Il se revit alors suivre un chemin différent. Un chemin encadré de cyprès. Il revit sa mission de Sicile, l’une des premières que lui avait confié Aquilus. Une personnalité importante avait percé à jour la vraie nature du vieil homme. Au Picte de faire le ménage, bien évidemment. Ce qu’il avait fait sans mal même si un feu s’était déclenché dans le palais. Même si le chemin qu’il s’était frayé à travers la garde du sénateur moldu, se révéla écarlate.
La nuit tomba tellement vite sur Brocéliande, qu’elle prit Le Picte par surprise. Celui-ci était tellement habitué à se lever et à se coucher avec le soleil, qu’il se chercha immédiatement un arbre, suffisamment confortable. Le temps s’était vraiment écoulé d’une étrange façon, songea le sorcier.
Le lendemain, il se réveilla un peu plus tard que prévu. Mais il était en forme, même s’il avait très faim.
Le Picte ne crut à aucun instant au hasard, mais il découvrit une corbeille pleine de fruits au pied de son arbre. Mais affamé, il n’hésita pas un seul instant à descendre de la branche sur laquelle il avait passé la nuit. Après une inspection sérieuse de la nourriture, il mangea goulûment. Le Picte savait détecter le plus discret des poisons. Ce bienfaiteur n’avait aucune intention mauvaise, à son égard.

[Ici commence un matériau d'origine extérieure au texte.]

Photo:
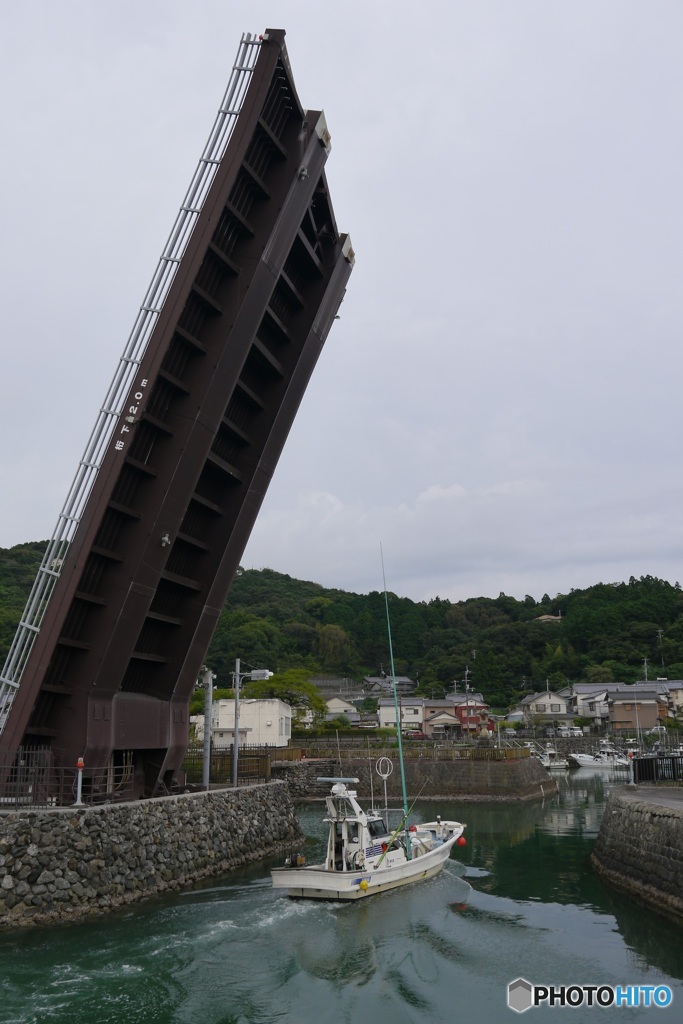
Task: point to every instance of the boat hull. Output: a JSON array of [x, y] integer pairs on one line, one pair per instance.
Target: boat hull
[[317, 882], [598, 762]]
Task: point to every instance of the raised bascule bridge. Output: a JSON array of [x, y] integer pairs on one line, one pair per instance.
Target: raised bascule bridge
[[125, 603]]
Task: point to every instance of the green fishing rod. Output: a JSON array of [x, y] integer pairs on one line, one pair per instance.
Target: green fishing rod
[[395, 704]]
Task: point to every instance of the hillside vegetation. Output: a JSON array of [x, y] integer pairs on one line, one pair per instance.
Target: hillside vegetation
[[605, 632]]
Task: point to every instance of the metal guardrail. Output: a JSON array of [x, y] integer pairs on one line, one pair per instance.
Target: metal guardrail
[[253, 764], [422, 752], [32, 780]]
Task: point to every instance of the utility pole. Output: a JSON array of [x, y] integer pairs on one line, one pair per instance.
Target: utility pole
[[239, 676]]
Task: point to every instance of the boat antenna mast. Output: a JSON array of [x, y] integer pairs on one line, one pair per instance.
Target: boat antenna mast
[[396, 709]]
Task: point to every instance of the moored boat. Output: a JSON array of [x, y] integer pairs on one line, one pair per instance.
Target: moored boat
[[607, 757], [363, 856]]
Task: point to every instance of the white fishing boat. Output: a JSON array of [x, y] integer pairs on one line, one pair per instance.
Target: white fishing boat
[[363, 855], [550, 759]]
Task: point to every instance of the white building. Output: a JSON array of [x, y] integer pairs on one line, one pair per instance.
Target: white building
[[412, 713], [262, 723]]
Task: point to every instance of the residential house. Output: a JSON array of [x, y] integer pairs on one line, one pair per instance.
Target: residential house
[[472, 713], [544, 708], [377, 685], [412, 713], [636, 708], [337, 707], [440, 720]]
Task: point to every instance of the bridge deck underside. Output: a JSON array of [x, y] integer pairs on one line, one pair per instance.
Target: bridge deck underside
[[144, 580]]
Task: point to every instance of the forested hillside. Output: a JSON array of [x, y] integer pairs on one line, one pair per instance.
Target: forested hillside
[[275, 622]]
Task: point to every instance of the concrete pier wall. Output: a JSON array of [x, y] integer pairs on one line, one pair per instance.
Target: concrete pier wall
[[65, 863]]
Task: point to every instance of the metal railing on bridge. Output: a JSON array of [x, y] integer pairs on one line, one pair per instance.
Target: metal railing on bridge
[[658, 768], [253, 764]]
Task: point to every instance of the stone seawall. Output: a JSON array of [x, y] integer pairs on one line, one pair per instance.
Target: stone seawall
[[65, 863], [639, 848], [461, 779]]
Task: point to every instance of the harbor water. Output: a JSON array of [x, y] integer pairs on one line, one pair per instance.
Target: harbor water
[[519, 900]]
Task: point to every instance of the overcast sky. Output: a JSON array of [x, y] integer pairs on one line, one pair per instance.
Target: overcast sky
[[500, 403]]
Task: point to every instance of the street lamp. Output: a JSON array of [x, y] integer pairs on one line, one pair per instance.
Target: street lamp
[[255, 675], [207, 681]]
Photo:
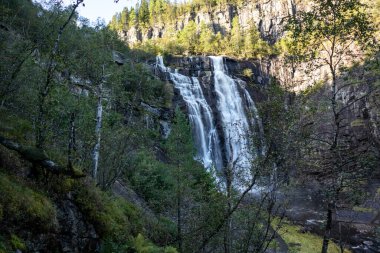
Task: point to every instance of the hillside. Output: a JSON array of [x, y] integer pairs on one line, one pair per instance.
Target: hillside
[[206, 126]]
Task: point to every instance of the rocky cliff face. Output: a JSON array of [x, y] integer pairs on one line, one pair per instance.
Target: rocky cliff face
[[268, 16]]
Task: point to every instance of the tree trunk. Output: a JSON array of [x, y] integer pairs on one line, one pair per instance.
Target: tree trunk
[[98, 130], [328, 226], [179, 212]]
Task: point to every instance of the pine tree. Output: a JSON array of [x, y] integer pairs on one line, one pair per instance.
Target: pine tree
[[144, 13], [237, 40], [124, 19]]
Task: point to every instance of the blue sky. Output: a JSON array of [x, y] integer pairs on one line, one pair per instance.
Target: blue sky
[[104, 9]]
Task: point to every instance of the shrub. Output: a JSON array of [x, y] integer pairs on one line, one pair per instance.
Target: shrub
[[113, 217], [25, 206]]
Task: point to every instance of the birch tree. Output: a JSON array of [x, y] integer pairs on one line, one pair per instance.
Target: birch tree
[[333, 34]]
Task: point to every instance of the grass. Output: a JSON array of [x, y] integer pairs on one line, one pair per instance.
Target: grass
[[304, 242], [23, 205]]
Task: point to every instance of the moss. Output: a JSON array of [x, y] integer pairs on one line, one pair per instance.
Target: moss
[[304, 242], [12, 126], [142, 245], [363, 209], [112, 216], [22, 205], [17, 243]]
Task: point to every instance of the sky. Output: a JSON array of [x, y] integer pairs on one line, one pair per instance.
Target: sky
[[104, 9]]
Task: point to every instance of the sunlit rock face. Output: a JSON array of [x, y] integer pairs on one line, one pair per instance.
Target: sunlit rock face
[[268, 16]]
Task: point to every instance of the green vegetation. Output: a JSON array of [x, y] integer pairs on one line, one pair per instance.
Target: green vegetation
[[23, 205], [304, 242]]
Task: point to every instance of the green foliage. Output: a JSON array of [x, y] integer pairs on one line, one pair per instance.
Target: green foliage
[[17, 243], [141, 245], [303, 242], [23, 205], [112, 216]]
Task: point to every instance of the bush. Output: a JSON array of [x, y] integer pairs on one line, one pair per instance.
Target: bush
[[113, 217], [22, 205]]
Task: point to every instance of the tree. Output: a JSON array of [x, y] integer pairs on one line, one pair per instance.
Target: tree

Il reprit ensuite sa route. Trop exténué, il ne s’était pas rendu compte à quel point, cette forêt pouvait être paisible. Seul un léger vent se faisait entendre. Les arbres, immenses, ne laissaient que très peu filtrer la lumière du soleil. Mais surtout, rien ici ne semblait réellement menaçant.
Très vite il quitta le bois, et se rendit compte qu’il avait passé la nuit tout près de sa cible. Ce qui était assez déconcertant en soi.
La femme semblait plongée en pleine méditation, ou quelque chose qui s’y apparentait. Elle était étonnamment jeune, bien plus que lui et ses trente hivers. Resplendissante, également, il devait l’admettre. Ses longs cheveux roux flottaient au vent.
Le Picte empoigna silencieusement son glaive. Il devait mener à bien sa mission.
C’est alors qu’elle se retourna, et lui adressa un sourire. Outre sa jeunesse apparente, elle avait encore le regard d’une enfant. Mais d’une enfant unique en son genre. Ses yeux observaient le Picte, avec un mélange de malice, et de soulagement, ce qui ne faisait aucun sens aux yeux de l’assassin.
- Je ne saurais dire comment, mais je vous attendais. J’espère vraiment que vous n’avez plus faim. J’ai cueilli ces fruits pour vous, vous savez ?
Le Picte prononça ses premiers mots depuis près de trois jours. Sa voix en était devenue rocailleuse.
- Qui es-tu ?
- Je me nomme Viviane, mais la plupart des êtres humains des environs me nomment la Dame du Lac.
- Parfait. Je souhaiterais savoir où se trouve l’épée. Par pitié, répond moi, petite. Où est Excalibur ?
- Une épée ? Ah ce bibelot, au fond du lac. Ni moldu ni sorcier ne pourra la manier pour le moment. Si je comprends bien ce que les éléments m’ont communiqué. Mais tu n’es pas venu que pour cela. Cet homme, ce père d’adoption, a oublié de te dire bien des choses sur toi, j’ai l’impression.
Elle s’approcha de lui et lui prit les mains.
-Te souviens-tu au moins de ton nom ?
- Merlin, coupa le sorcier. Je m’appelle Merlin.
Il avait remisé son glaive dans son fourreau. Il avait presque oublié Excalibur. Viviane resserra sa douce emprise sur ses rudes mains de guerrier, un ravissant sourire aux lèvres.
- Dis, tu pourrais m’en apprendre plus sur la magie ? demanda-t-elle alors timidement. En échange de quoi, je te garantis mon aide, pour en découvrir plus sur ton passé.